Luc Camoin (Marseille / FR), Samuel Granjeaud (Marseille / FR), Marc Antoine Gerault (Marseille / FR)
Data-independent acquisition (DIA) proteomics is a recently-developed global mass spectrometry (MS)-based proteomics strategy. In DIA method, precursor ions are isolated into pre-defined isolation windows and then fragmented; unlike in data-dependent acquisition (DDA) where they are isolated for a specific m/z. Fragmented ions in each window are then analyzed by a high-resolution mass spectrometer. DIA technology has been increasingly utilized in various proteomics studies since it offers a broad protein coverage, high reproducibility, and accuracy. The analysis of these chimeric MS2 spectra is now facilitated thanks to AI. Many software dedicated to DIA are now available including DIA-NN which is increasingly popular in the proteomics community [1]. However, it is strongly advised to filter the DIA-NN output under R to get better quantification. For this, users must be comfortable with the R language. In addition, for the moment DIA-NN does not offer the possibility to get a TOP3 or iBAQ quantification. To overcome these problems, we offer DIAgui an R package based on Demichev's diann-rpackage that contains a user-friendly interface to process the output of DIA-NN.

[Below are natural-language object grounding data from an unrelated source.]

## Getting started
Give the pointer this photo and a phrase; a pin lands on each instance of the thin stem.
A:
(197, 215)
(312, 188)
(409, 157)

DIAgui contains two main functions: report_process which allows to process your report file output from DIA-NN with one R command and runDIAgui which launch the shiny app to process your file in an interactive way. After loading the report file, you can change the names of your fractions which are by default the path to the raw files used. Then, you can choose to extract the precursor, peptide, protein group or gene datasets from your report. You will have the possibility to filter according to some q values, to keep only proteotypic and to eliminate or not the modified peptides. For the protein group file, the Max-LFQ algorithm will be used to quantify proteins. You have two options: use the diann-rpackage or iq package method. These two methods are completely equivalent but the algorithm from iq package is much faster. You can also choose to get the Top3 and iBAQ quantification. For iBAQ, you can either load a FASTA file or use seqinr package which will make a query to SwissProt database. Use a FASTA file is way faster since the shiny app doesn"t have to make a query for each protein. For the other datasets, the app uses the function diann_matrix which is based on the function of the same name from diann-rpackage. Nevertheless, we added the features offers by the shiny app which are the possibility to obtain the Top3 quantification and the number of peptides used for the quantification (for the gene centred dataset), and also to take the sum or the max of the intensities of same ID. In the last tab of the app, you can visualize your data with an interactive heatmap, a density and MDS plot or others, and this for each your dataset (either the ones obtained in the app or one you uploaded).